Levy’s brief said the evidence on record is insufficient to properly balance the competing interests.

“It would have been useful” to have MrMoneybags explain why the account holder is “particularly interested in avoiding being identified,” he said.

What if the user was a person working in private equity or the tech industry, and could face serious retaliation if unmasked? What if Sheth is connected to Bayside and is using copyright law to suppress criticism? That could be the basis for copyright misuse, and a reason to block the subpoena.

Levy said a copyright lawsuit in this case would produce only a few hundred dollars in damages at most, so it was more likely that whoever enlisted Bayside was not doing it for the money but because they are offended by the tweets.

But the lack of evidence was one reason why Public Citizens didn’t stand up for MrMoneybags. Another possibility, Levy said, is that Bayside represents the women in the photos.

“What if it’s the women who object to the fact that they’re basically collateral damage in Moneybags wanting to say nasty things about Sheth?” he said.

Chhabria didn’t say when his ruling would land, but it’s likely not the final word. At the end of May’s hearing, Bayside attorney Lawrence Hadley said the petitioner was “prepared to go to the Ninth Circuit” if Chhabria rejects its petition.
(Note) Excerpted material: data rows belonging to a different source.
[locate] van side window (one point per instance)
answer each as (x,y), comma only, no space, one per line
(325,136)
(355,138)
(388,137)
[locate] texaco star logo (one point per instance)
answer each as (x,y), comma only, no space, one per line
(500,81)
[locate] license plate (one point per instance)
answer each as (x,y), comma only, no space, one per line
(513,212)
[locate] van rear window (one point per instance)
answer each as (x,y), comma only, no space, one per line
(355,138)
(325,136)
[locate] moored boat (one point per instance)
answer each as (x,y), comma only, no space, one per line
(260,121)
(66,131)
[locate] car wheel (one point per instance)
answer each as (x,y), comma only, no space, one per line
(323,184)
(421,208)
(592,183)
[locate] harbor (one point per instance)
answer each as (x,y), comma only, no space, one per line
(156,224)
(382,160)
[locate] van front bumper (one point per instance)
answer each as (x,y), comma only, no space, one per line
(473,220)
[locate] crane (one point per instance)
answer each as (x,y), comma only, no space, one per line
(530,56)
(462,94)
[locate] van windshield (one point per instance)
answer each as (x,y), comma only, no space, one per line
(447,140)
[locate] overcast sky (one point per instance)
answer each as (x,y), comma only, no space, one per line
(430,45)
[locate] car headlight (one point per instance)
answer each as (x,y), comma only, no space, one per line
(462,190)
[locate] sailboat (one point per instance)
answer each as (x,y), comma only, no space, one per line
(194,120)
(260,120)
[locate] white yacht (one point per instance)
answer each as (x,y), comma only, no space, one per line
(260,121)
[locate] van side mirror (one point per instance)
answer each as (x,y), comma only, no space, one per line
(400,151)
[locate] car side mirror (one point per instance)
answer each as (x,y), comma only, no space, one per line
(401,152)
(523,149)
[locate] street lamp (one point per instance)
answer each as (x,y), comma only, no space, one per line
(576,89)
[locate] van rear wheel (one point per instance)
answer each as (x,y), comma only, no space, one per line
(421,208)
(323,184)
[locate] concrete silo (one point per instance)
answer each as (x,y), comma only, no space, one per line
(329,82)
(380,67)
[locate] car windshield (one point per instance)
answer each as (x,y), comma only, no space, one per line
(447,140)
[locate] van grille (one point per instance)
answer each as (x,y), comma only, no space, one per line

MrMoneybags account has long been silent, but 141 of its tweets remain. One of the last ones, posted in October, was still pinned atop the account’s page late last week.

It cites an article about billionaires who dropped in Forbes’ rankings of the wealthiest, and quips: “Brian Sheth is the only guy in tech who lost money during this epic bull market run. The former billionaire went from $2.3 billion in 2020 to $900 million in 2021, according to @Forbes. Ouch.”